Людей, приходящих к отцу, называли кратко, только по имени: Данило, например. Остальных не могу припомнить сейчас. Иногда у нас ночевали проезжающие куда-то незнакомцы. Против нашего дома, над живущими в полуподвале Ларчевыми, снимал квартиру отставной генерал Добротин. Жена его, сильная брюнетка, едва тронутая сединой, но со слишком румяными щеками, казалась еще нестарой женщиной. А сам генерал мог ходить, только опираясь на две палки, резиновые наконечники ко — торых в свою очередь мягко упирались в тротуар. Седобородый, добродушный, он не спеша шествовал по городскому саду, заходил в магазины. Руки его были заняты палками, и покупки он прицеплял веревочными петельками к пуговицам пальто. Вечерами генерал сидел на крыльце в кресле и заговаривал иной раз с нами. Однажды мы, дети, показывали друг другу картинки, потом открытки. Генерал скуки ради рассматривал их с нами вместе. Довольный тем, что моя коллекция богаче всех, я, чтобы поразить друзей еще больше, сбегал домой и притащил наш альбом с открытками. Среди них были и привезенные отцом из Берлина. Был там Карл Маркс, изображенный в ореоле из выходящих в Германии социал — демократических газет, были Бебель и Каутский.
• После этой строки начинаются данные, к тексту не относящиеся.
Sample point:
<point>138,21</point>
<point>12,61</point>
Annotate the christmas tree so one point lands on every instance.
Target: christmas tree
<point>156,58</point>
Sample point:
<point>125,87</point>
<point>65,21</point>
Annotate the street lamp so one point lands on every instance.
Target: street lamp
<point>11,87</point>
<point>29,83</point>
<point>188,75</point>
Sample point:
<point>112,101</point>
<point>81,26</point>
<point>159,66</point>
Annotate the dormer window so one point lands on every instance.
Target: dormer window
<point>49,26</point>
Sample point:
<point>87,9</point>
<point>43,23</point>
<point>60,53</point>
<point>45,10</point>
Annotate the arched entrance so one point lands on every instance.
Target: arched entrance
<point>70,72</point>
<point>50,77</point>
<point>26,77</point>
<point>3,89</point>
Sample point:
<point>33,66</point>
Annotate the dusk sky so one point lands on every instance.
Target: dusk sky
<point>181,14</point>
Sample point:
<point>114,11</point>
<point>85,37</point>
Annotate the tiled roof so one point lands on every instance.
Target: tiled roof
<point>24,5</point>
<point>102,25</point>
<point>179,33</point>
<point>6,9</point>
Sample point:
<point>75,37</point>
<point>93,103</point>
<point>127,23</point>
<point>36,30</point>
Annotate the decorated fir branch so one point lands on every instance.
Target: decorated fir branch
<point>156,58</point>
Наружность Маркса поразила меня, и я спросил у Валиной няньки, кто это. «Еврейский святой!» — ответила нянька уверенно. И я удовлетворился этим объяснением. Повторил я его и показывая открытку детям и генералу. Но генерал поморщился и ответил: «Ничего подобного. Это портрет одного политического деятеля». И тут меня позвали домой. Как я удивился, когда мама с лицом огорченным и строгим напала вдруг на меня за то, что я показывал альбом генералу Добротину. Я ничего не мог понять. «Сколько раз я говорила тебе: ничего не выноси из дому!» — повторяла мама, видимо, не желая вступать в более вразумительные объяснения. Влетело мне и от папы, когда он пришел домой. Он тоже ничего не объяснил толком, не желая даже приблизительно посвящать меня в свои дела. И он упирал на то, чтобы я никому никогда не смел рассказывать, кто у нас бывает, о чем говорят и так далее. Мирная обстановка, в которой жили мы, скажем, в Ахтырях, умерла навеки. Там мы бывали у полицеймейстера, а тут отставной генерал стал врагом.